After running this code, you can see a file called dictionary.yml in your project directory. I suggest you open it with Notepad and see how the vocabulary appears. It may not make any sense for you. But you can get an idea about the structure of the file which will be important if you work with OpenCV in future,
If you run this code successfully, then you can activate the next section by setting DICTIONARY_BUILD
to 0. Here onwards, we don't need the first part of the code since we already obtained a vocabulary and saved it in a file.
The following part is the next code section which achieves the second step.
#else
Mat dictionary;
FileStorage fs("dictionary.yml", FileStorage::READ);
fs["vocabulary"] >> dictionary;
fs.release();
Ptr<DescriptorMatcher> matcher(new FlannBasedMatcher);
Ptr<FeatureDetector> detector(new SiftFeatureDetector());
Ptr<DescriptorExtractor> extractor(new SiftDescriptorExtractor);
BOWImgDescriptorExtractor bowDE(extractor,matcher);
bowDE.setVocabulary(dictionary);
char * filename = new char[100];
char * imageTag = new char[10];
FileStorage fs1("descriptor.yml", FileStorage::WRITE);
sprintf(filename,"G:\\testimages\\image\\1.jpg");
Mat img=imread(filename,CV_LOAD_IMAGE_GRAYSCALE);
vector<KeyPoint> keypoints;
detector->detect(img,keypoints);
Mat bowDescriptor;
bowDE.compute(img,keypoints,bowDescriptor);
sprintf(imageTag,"img1");
fs1 << imageTag << bowDescriptor;
fs1.release();
#endif
In this section, SIFT features and descriptors are calculated for a particular image and we match each and every feature descriptor with the vocabulary we created before.

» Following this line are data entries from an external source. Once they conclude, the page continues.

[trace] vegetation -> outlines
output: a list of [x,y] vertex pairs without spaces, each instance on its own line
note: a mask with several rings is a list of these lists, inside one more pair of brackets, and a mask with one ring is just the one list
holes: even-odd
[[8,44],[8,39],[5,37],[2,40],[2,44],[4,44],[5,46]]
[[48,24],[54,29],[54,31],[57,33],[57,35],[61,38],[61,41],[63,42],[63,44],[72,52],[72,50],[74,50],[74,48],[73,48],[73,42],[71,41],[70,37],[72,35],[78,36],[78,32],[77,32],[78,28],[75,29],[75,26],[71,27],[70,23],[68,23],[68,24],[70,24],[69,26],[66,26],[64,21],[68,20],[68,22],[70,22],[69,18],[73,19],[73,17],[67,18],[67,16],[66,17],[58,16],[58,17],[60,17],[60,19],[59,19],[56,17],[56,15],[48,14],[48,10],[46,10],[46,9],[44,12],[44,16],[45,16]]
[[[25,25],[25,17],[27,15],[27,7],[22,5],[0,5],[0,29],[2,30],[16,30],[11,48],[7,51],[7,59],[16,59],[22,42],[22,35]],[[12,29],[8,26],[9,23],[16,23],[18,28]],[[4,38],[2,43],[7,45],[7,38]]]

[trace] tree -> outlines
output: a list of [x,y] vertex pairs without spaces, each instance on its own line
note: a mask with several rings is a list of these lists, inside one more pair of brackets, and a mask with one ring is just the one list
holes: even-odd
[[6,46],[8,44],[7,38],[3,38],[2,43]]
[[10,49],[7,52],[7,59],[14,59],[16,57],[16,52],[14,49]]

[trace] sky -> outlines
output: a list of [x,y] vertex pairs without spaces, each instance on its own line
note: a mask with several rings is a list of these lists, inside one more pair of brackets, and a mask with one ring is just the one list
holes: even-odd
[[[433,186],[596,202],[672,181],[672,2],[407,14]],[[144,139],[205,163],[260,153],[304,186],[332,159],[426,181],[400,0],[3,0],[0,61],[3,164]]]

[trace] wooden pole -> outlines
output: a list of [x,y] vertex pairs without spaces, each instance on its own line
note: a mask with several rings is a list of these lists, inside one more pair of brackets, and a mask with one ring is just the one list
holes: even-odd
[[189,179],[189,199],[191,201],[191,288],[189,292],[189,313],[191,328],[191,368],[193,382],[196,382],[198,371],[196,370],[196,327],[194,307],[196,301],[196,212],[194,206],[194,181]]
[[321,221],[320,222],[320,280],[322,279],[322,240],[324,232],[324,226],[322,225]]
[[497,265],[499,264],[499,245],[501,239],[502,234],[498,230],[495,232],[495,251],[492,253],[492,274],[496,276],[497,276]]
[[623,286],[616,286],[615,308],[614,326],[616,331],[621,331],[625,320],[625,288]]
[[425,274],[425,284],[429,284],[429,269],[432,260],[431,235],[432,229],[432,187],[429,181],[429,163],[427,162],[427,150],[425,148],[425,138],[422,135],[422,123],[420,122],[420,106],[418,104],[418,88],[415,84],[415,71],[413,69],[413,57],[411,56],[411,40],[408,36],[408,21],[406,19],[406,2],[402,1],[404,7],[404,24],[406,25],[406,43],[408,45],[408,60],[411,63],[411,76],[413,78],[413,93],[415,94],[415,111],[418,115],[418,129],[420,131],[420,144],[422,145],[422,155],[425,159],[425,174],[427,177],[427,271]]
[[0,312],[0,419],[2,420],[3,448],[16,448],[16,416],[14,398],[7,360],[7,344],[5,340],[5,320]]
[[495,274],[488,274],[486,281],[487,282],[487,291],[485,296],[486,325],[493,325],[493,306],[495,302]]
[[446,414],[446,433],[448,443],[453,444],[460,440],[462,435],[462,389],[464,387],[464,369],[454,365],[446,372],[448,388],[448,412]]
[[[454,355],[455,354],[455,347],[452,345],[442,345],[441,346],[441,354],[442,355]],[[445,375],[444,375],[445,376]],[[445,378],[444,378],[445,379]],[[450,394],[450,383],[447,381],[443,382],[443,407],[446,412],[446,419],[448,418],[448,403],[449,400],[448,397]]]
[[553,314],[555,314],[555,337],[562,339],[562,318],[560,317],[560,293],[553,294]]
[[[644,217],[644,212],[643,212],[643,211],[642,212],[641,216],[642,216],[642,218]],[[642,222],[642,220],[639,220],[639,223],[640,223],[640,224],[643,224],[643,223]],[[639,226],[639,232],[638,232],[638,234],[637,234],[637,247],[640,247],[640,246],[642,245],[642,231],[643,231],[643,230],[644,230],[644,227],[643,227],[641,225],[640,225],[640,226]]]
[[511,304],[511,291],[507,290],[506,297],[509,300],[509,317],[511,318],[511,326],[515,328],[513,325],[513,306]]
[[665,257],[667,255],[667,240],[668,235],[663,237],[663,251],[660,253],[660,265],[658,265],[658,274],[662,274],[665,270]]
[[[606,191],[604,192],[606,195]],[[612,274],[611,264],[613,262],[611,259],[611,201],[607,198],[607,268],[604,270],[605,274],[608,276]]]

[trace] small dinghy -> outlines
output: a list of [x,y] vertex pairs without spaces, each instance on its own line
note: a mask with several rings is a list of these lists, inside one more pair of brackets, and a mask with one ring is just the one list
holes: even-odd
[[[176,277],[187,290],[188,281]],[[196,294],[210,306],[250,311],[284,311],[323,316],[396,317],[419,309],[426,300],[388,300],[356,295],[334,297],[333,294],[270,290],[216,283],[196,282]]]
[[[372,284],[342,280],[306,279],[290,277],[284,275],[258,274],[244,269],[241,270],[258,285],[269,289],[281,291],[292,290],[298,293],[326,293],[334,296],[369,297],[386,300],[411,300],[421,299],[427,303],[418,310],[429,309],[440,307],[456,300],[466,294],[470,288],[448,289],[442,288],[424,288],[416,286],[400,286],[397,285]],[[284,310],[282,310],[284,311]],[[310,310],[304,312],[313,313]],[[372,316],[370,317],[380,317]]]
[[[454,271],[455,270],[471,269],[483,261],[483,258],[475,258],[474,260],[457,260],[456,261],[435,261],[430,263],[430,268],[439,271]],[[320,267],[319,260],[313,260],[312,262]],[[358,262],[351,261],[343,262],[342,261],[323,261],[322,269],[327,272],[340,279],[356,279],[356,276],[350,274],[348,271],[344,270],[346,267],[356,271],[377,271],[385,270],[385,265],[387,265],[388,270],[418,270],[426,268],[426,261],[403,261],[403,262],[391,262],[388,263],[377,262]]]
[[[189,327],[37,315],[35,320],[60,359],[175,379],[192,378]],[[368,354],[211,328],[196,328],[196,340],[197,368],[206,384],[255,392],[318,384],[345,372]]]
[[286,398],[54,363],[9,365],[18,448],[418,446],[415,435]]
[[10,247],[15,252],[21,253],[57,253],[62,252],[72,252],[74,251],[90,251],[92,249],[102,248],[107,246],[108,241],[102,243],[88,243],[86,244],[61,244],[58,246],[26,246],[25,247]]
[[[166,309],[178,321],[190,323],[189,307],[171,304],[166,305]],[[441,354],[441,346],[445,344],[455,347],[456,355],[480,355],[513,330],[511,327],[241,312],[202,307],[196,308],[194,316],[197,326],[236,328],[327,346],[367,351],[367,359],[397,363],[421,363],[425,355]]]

Ptr<DescriptorMatcher> matcher(new FlannBasedMatcher);
This line of code will create a matcher that matches the descriptor with a Fast Library for Approximate Nearest Neighbors (FLANN). There are some other types of matchers available so you can explore them yourself. In general, an approximate nearest neighbor matching works well.
Finally, the code outputs the Bag Of Feature descriptor and saves in a file with the following code line.
fs1 << imageTag << bowDescriptor;
This descriptor can be used to classify the image for several classes. You may use SVM or any other classifier to check the discriminative power and the robustness of this descriptor. On the other hand, you can directly match BoF descriptors to different images in order to measure similarity.
Points of Interest
I found that this code can easily be converted into a BoF implementation of any other feature such as BoF-SURF, BoF-ORB, BoF-Opponent-SURF and BoF-Opponent-SIFT, etc.
You can find C++ and OpenCV source codes of implementations of both BoF-SURF, BoF-ORB in the following link:
Changing the lines below can get the BoF descriptor with any other type of feature.
SiftDescriptorExtractor detector;
Ptr<FeatureDetector> detector(new SiftFeatureDetector());
Ptr<DescriptorExtractor> extractor(new SiftDescriptorExtractor);
The latest versions of OpenCV include many feature detection and description algorithms so you can apply those algorithms modifying this code and determine the best method for your CBIR application or research.